Why Unity Catalog, not per-workspace Hive metastores. The single most consequential decision is making governance account-level, above the workspaces, not bolted into each one. Unity Catalog gives you one identity model (UC trusts the Entra/Okta-provisioned principals), one permission grammar (GRANT SELECT ON ... TO <group>), one lineage graph that spans every workspace, and one audit log. With per-workspace metastores, a table governed in the actuarial workspace is a different, ungoverned object in the fraud workspace — the architecture guarantees divergence. UC makes prod.gold.member_risk mean exactly one governed thing everywhere.

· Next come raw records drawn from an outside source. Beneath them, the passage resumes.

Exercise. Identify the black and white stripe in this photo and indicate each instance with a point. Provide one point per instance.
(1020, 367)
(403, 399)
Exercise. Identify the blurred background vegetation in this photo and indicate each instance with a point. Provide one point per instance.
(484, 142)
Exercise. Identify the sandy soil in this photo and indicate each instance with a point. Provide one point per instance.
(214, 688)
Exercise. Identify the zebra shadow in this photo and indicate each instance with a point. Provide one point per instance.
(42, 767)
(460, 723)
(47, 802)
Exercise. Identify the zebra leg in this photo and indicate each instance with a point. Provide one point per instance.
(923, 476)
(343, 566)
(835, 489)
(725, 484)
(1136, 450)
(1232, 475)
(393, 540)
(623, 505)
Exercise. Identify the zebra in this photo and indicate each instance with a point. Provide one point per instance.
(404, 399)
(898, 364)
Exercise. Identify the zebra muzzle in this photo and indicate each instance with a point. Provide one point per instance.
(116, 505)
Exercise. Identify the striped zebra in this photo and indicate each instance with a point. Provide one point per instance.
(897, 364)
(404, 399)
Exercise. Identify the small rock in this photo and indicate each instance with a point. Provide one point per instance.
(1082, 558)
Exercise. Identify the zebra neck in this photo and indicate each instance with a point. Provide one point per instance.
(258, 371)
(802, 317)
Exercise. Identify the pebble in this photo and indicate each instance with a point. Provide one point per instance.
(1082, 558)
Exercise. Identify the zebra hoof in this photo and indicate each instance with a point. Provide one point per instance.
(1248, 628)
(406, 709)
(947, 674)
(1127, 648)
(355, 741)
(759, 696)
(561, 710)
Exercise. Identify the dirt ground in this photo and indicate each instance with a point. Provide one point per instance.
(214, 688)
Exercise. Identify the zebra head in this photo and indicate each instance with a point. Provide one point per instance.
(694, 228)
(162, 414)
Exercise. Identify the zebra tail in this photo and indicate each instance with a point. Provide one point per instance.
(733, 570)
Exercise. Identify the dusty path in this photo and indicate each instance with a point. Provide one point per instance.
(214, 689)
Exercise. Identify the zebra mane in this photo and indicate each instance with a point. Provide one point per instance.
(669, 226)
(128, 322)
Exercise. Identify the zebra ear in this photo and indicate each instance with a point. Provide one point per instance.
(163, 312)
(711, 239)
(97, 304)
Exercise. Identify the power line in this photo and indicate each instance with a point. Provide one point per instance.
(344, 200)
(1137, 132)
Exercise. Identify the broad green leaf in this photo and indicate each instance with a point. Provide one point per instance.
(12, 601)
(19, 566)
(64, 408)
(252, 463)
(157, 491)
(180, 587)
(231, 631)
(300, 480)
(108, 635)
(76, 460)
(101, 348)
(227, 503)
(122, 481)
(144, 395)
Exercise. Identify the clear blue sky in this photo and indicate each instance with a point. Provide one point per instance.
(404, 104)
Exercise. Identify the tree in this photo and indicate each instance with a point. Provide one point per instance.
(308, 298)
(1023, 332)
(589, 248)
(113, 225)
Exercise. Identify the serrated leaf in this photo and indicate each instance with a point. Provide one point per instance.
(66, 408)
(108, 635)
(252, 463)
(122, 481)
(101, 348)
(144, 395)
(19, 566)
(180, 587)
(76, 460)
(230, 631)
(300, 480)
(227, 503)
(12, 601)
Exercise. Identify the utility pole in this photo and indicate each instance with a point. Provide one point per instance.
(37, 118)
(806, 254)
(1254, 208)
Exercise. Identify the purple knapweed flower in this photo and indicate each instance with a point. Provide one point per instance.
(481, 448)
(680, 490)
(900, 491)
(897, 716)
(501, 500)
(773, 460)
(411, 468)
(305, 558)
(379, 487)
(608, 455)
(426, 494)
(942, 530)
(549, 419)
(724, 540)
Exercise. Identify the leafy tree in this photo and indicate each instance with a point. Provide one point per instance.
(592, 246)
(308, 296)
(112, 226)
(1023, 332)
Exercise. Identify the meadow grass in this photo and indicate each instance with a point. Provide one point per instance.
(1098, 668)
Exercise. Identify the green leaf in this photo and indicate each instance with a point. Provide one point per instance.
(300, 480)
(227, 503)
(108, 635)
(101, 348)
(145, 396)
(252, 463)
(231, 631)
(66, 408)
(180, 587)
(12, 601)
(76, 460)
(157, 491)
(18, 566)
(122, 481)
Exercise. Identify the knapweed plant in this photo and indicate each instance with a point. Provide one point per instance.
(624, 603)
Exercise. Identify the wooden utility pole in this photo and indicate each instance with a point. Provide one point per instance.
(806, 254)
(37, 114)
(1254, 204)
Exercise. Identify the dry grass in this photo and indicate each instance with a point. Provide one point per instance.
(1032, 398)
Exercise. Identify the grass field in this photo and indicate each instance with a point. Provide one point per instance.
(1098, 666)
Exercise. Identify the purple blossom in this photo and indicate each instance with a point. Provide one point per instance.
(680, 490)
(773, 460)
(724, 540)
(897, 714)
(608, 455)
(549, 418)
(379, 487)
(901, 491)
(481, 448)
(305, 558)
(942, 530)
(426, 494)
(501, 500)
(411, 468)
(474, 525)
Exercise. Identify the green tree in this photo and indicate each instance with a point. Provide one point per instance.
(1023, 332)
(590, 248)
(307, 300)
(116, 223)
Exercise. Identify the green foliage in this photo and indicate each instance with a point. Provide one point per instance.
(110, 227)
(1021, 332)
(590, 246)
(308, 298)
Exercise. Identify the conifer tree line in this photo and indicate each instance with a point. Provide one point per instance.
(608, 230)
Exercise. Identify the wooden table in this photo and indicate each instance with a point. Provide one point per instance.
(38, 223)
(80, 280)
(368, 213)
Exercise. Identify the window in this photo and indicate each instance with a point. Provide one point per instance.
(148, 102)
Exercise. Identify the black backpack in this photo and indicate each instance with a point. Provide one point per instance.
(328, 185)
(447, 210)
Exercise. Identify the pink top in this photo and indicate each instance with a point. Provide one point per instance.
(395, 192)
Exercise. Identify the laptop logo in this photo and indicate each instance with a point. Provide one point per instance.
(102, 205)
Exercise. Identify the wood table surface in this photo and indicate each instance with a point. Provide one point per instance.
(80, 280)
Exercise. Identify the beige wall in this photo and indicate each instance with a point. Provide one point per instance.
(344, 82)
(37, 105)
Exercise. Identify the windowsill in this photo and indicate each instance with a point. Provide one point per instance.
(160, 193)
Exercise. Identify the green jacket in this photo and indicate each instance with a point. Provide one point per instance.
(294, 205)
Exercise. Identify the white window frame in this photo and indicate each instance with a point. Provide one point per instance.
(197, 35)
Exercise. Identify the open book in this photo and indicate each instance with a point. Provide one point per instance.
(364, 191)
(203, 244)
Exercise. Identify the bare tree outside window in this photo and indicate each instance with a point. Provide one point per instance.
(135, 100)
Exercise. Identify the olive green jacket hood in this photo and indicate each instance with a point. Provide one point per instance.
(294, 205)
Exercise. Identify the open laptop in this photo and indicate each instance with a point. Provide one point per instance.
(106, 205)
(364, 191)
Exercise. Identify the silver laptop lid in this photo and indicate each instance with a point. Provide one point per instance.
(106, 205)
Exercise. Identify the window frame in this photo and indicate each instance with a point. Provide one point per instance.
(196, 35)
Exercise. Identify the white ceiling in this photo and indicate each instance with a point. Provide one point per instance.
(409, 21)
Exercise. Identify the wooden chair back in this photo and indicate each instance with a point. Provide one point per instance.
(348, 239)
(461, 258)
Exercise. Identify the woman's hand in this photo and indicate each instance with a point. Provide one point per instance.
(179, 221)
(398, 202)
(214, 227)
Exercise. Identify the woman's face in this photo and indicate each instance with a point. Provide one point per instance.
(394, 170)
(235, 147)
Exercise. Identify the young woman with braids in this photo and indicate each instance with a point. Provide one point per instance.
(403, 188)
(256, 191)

Why row filters and column masks belong in the catalog, not the query. It is tempting to put PHI redaction in each report’s SQL or in the BI tool. Do not — that means every new query is a new place to get masking wrong, and one missed WHERE clause leaks diagnosis codes across a HIPAA line. Instead, attach the policy to the table in Unity Catalog so the engine enforces it on every read, from SQL, notebooks, and BI alike:
-- Column mask: redact SSN unless the caller is PHI-cleared
CREATE FUNCTION prod.security.mask_ssn(ssn STRING)
RETURN CASE WHEN is_account_group_member('phi_cleared')
THEN ssn ELSE 'XXX-XX-' || right(ssn, 4) END;
ALTER TABLE prod.silver.member
ALTER COLUMN ssn SET MASK prod.security.mask_ssn;
-- Row filter: scope analysts to their permitted regions
CREATE FUNCTION prod.security.region_filter(region STRING)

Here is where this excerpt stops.